The Competence Framework
The competences which form the framework for
WPBA are derived from the first Curriculum Statement, “Being a GP”.
All trainers should have received a printed copy of this Statement
through their deanery.
What are the competences
which form the framework for WPBA?
How are the
competences assessed?
FAQs
Resources
What are the competences which form the framework for
WPBA?
The competence framework is set out below:
1. Communication and consultation skills: this
competence is about communication with patients, and the use of
recognised consultation techniques.
2. Practising holistically: the ability of the
doctor to operate in physical, psychological, socioeconomic and
cultural dimensions, taking into account feelings as well as
thoughts.
3. Data gathering and interpretation: the
gathering and use of data for clinical judgement, the choice of
physical examination and investigations, and their
interpretation.
4. Making a diagnosis / making decisions: this
competence is about a conscious, structured approach to decision
making.
5. Clinical management: the recognition and
management of common medical conditions in primary care.
6. Managing medical complexity and promoting
health: aspects of care beyond managing straightforward
problems, including the management of co-morbidity, uncertainty,
risk and the approach to health rather than just illness.
7. Primary care administration and IMT: the
appropriate use of primary care administration systems, effective
recordkeeping and information technology for the benefit of patient
care.
8. Working with colleagues and in teams:
working effectively with other professionals to ensure patient
care, including the sharing of information with colleagues.
9. Community orientation: the management of the
health and social care of the practice population and local
community.
10. Maintaining performance, learning and
teaching: maintaining the performance and effective
continuing professional development of oneself and others.

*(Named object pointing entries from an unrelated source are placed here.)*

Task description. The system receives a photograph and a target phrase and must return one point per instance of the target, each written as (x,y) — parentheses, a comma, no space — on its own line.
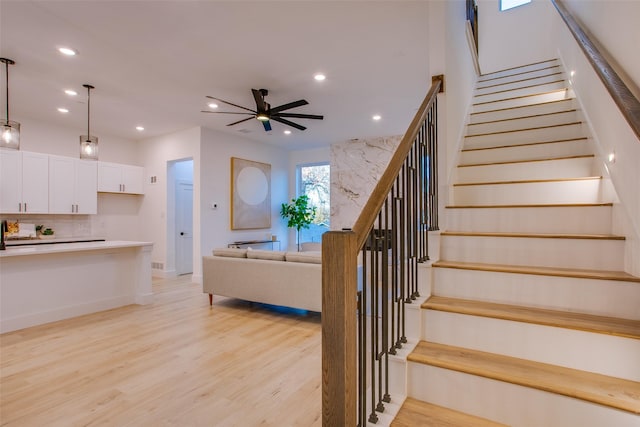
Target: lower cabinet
(73,186)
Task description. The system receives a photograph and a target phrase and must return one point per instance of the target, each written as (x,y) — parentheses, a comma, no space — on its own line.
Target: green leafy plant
(298,214)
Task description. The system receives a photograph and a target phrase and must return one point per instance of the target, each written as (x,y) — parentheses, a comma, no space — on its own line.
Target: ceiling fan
(264,112)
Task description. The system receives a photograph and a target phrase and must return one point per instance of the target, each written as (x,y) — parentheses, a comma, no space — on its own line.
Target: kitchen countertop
(41,249)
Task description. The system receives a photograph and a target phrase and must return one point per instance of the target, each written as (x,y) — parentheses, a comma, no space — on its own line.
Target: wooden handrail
(625,100)
(370,211)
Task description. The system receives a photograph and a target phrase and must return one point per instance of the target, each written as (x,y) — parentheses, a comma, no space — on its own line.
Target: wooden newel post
(339,305)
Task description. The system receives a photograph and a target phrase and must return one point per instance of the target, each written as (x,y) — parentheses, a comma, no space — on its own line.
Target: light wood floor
(175,362)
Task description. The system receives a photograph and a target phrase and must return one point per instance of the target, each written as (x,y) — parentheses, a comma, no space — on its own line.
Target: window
(313,180)
(510,4)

11. Maintaining an ethical approach to
practice: practising ethically with integrity and a
respect for diversity.
12. Fitness to practise: the doctor's awareness
of when his/her own performance, conduct or health, or that of
others, might put patients at risk and the action taken to protect
patients.
Top
How are the competences assessed?
The competences are not content base but can be evidenced in a
variety of different settings during training. There will be a
process of triangulation whereby competences are assessed using
different tools. Evidence of the competences should reflect the
breadth of the curriculum but it is not expected that every area of
the curriculum will be covered through WPBA. Some areas will be
tested more appropriately through other components of the nMRCGP,
the Applied Knowledge Test (AKT) or the Clinical Skills Assessment
(CSA). The competences are assessed through a process of multiple
sampling, providing multiple perspectives on the performance of the
GPStR.
Evidence in each of the competence areas is
gathered in different settings during the three years of training.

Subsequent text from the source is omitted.